Mas agora não havia vergonha, eu queria que ela sentisse todo meu desejo. Éramos completamente um do outro e não precisávamos nunca mais esconder nossas reações, sem pudor, sem recato. Meu pênis intumescido estava completamente rígido.

Ainda com nossas línguas coladas uma a outra, Bella se apertava contra meu corpo, pressionando seu sexo de encontro ao meu, sentindo sua rigidez e me levando a loucura.

- Ah Bella... – Gemi em seu ouvido. Minha voz rouca e vacilante. – Eu te amo... Eu te quero...

Ela precisou de alguns segundos para conseguir falar, sua respiração saía em rápidos arquejos.

- E-Edward... – Ela gaguejou. Sua voz não era mais do que um sussurro. – Como eu te amo...

Nossas bocas não conseguiam ficar longe uma da outra. Como se ao sentirmos nossas línguas se tocando, tivéssemos nos tornado ainda mais viciados um no outro. Passeava com minha mão em suas costas, seus braços, seu rosto, seu colo... Sem querer apressar nada.
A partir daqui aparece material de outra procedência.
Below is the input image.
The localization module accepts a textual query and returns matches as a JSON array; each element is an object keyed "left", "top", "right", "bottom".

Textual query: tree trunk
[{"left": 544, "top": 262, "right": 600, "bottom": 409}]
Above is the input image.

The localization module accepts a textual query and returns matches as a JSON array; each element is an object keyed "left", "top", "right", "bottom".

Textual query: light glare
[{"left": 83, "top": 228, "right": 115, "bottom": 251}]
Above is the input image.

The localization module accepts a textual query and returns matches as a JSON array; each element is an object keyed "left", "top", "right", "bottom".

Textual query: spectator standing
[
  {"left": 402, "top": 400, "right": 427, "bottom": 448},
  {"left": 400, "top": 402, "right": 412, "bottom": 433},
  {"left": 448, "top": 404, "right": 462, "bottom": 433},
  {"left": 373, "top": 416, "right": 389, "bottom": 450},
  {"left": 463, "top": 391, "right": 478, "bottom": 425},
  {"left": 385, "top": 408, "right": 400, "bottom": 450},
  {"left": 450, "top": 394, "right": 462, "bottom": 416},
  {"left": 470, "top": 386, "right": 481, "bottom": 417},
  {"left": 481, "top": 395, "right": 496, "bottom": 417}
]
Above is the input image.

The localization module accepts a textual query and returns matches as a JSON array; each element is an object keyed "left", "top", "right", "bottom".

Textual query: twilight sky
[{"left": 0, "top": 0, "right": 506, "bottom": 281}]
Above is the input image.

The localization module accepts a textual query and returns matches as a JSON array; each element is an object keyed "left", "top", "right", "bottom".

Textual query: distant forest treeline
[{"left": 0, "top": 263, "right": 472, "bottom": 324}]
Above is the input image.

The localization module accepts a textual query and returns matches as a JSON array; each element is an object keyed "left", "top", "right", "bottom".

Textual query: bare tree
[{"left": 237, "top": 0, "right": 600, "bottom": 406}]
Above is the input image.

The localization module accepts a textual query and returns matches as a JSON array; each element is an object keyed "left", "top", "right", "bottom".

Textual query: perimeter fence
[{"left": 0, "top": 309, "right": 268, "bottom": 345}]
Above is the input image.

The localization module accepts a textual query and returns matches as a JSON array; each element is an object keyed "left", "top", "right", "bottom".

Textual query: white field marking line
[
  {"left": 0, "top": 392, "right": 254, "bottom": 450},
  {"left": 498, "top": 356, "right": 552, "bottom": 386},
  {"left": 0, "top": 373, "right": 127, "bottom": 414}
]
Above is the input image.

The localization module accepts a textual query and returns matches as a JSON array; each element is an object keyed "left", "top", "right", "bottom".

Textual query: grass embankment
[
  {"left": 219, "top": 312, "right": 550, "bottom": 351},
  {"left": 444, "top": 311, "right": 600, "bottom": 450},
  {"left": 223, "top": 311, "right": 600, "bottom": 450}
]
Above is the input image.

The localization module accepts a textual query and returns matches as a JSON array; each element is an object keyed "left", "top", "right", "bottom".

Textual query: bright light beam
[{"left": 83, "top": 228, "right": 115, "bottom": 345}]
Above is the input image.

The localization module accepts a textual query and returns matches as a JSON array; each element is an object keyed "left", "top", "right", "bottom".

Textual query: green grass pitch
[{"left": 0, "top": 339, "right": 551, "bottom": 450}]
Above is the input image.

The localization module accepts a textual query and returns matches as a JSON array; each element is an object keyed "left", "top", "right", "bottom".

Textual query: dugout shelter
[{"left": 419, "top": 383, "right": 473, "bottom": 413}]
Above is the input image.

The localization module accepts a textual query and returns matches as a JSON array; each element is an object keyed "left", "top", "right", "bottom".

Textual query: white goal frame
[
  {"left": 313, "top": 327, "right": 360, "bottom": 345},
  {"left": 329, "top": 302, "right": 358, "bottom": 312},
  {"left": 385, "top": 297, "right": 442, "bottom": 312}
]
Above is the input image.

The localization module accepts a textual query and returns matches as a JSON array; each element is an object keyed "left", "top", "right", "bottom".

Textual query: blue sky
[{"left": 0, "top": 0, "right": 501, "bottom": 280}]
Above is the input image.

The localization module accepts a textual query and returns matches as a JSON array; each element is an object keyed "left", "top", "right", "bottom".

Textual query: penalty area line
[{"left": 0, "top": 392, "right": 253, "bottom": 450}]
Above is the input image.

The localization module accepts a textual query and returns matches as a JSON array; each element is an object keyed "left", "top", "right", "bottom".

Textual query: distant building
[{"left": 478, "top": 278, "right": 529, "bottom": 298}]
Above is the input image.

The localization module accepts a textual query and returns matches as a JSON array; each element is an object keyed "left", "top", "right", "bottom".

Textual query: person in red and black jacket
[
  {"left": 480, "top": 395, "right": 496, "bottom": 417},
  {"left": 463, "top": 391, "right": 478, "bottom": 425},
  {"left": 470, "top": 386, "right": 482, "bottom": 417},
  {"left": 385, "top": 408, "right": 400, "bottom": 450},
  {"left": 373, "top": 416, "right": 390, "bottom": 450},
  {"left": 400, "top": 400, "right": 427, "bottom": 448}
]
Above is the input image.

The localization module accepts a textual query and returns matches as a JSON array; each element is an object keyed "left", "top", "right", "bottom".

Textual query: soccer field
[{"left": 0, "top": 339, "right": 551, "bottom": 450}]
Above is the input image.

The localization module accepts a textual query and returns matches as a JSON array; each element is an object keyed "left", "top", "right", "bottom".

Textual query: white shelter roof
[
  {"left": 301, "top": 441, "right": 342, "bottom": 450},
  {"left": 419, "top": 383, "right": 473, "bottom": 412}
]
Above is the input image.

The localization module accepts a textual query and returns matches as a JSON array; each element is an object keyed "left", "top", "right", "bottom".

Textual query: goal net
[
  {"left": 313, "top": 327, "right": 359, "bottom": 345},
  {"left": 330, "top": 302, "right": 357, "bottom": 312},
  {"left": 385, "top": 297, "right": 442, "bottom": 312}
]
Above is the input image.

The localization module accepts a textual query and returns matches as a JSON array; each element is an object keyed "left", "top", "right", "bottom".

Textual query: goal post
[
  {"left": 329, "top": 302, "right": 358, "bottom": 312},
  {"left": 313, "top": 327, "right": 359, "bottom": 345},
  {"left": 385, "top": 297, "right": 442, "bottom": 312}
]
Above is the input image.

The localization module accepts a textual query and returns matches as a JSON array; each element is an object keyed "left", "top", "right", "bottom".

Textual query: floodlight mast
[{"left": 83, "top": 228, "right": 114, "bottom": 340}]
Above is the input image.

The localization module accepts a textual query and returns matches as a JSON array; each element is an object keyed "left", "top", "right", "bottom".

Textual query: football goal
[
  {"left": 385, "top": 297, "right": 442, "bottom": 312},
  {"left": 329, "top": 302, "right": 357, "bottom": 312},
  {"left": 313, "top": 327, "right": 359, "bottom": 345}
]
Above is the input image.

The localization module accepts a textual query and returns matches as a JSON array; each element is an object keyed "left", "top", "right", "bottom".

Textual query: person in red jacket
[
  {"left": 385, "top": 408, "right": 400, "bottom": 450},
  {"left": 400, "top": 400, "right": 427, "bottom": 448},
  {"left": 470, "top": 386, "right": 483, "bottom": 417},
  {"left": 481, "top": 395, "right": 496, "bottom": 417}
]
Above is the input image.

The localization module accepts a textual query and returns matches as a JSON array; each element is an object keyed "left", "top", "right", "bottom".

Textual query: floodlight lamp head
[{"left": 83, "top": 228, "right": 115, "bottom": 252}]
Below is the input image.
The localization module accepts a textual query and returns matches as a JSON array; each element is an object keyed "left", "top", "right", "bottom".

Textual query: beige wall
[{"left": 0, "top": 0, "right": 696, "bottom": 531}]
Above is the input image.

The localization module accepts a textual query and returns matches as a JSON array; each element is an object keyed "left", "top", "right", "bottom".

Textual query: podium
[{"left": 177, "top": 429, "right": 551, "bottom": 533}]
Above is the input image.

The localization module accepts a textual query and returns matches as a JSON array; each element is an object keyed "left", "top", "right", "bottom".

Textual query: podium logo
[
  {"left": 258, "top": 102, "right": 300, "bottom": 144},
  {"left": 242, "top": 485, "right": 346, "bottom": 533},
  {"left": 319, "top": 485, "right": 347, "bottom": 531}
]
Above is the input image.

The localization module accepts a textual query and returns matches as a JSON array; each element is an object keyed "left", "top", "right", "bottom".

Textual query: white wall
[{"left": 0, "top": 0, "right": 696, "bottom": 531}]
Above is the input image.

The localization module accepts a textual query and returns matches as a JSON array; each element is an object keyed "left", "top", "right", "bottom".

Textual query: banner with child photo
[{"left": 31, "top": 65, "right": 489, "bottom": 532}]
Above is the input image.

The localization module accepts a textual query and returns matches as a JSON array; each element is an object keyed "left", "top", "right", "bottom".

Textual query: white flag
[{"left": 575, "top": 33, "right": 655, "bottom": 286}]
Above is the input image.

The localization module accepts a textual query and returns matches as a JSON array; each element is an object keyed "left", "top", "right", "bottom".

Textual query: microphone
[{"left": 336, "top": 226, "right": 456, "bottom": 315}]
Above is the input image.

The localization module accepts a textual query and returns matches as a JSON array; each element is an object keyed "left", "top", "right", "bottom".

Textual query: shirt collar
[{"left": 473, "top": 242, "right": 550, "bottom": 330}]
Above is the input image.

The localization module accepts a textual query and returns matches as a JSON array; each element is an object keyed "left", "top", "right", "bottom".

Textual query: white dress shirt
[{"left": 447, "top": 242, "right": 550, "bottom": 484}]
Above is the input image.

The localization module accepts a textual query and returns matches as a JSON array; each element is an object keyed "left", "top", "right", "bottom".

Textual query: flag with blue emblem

Ficamos assim durante muito tempo. Um tempo sem fim... Até que o desejo se tornou tão urgente, tão premente, que era quase uma dor física. Sabia que ela também não agüentaria muito tempo mais. Nossa respiração estava muito rápida, nossos gemidos mais altos, tão firmemente apertados, um nos braços do outro que éramos quase como um só...

Murmurei em seu ouvido:

- Toma um banho comigo? – Minha voz falhou enquanto imaginava o instante seguinte... Abraçá-la embaixo do chuveiro, vendo a água caindo sobre seu corpo perfeito.

Ela não respondeu. Apenas acenou com a cabeça, enquanto tentava controlar a respiração. Seus olhos cheios de fome eram apenas um reflexo dos meus.

A beijei mais uma vez, a ergui em meus braços e segui numa velocidade nada humana até a casa.